Background technique
TiO2It is a kind of nontoxic inorganic material, there is fabulous chemical stability, stronger photocatalytic activity and good
Good biocompatibility.After passing through ultraviolet lighting for a period of time, TiO2Surface can become super hydrophilic state.Have and grinds
Study carefully discovery, TiO2Material has relatively broad application [Yoshiaki in fields such as photocatalytic self-cleaning, bioengineered tissues
Taguchi. et al. Photo-induced properties of non-annealed anatase TiO2
mesoporous film prepared by anodizing in the hot phosphate/glycerol
electrolyte. Chem. Applied Surface Science 258 (2012) 9810-9815]、[K. Cheng,
H. P. Wan. et al. A facile approach to improve light induced cell sheet
harvesting through nanostructure optimization. RSC Adv., 2015, 5, 88965-
88972]。
Expanded PTFE be it is a kind of it is nontoxic, without new medical macromolecule material carcinogenic and with multiple microcellular structure
Material, not only resistance to biological aging had good biocompatibility again, and it is medical to be widely used in manufacture cardiac patch, artificial blood vessel etc.
Arts.
TiO2Inorganic material and expanded PTFE have the advantages that many practical, and the two, which combines, can more promote it at oneself
The application of cleaning and organizational project and other field.But on expanded PTFE surface, preparation has firm connection power at present
TiO2There are larger difficulty in terms of nanometer particle film.Due to expanded PTFE be a kind of high degree of symmetry nonpolarity it is linear
Structure, internal carbon are surrounded by fluorine atom, therefore show stronger hydrophobic performance.It would generally be first to the high molecular material table
Face carries out chemical modification, then prepares TiO again2Nanometer particle film, but such method operating process is more complicated, cost compared with
Height, and TiO2Nano particle is insecure in conjunction with expanded PTFE substrate, significantly limits its application.
Summary of the invention
The purpose of the present invention is to provide one kind expanded PTFE surface preparation have good biocompatibility and
The titanium dioxide nano-film method of optical Response.

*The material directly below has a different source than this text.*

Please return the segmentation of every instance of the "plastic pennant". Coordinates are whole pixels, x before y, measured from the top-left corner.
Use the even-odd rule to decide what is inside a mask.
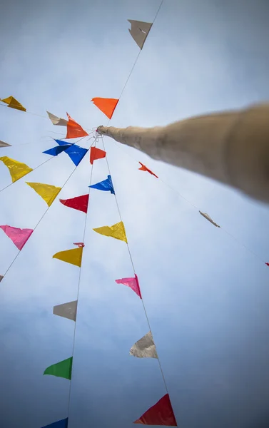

The method for preparing titanium dioxide nano-film on expanded PTFE surface of the invention, includes the following steps:
1) expanded PTFE substrate is cleaned, substrate surface adsorbate is removed, is spontaneously dried;
2) oxygen is passed through in plasma reactor, will cleaning, it is dry after expanded PTFE substrate be placed in away from
From the plasma discharge region position 10 ~ 30cm, 10 ~ 60s is handled;
3) by butyl titanate and dehydrated alcohol, 1:1 ~ 1:6 is mixed and stirred for uniformly, obtaining solution A by volume;
4) 20 ul ~ 30ul A solution is added dropwise on step 2 treated expanded PTFE substrate, with
30 ~ 40s of revolving speed spin coating of 7000r/min, 60 DEG C of dryings obtain butyl titanate film;
5) by butyl titanate membranes submerged made from step 4) in the hydro-thermal tank for filling deionized water, 140 DEG C of hydro-thermals
2 ~ 4h is handled, obtains titanium dioxide nano-film in expanded PTFE substrate surface.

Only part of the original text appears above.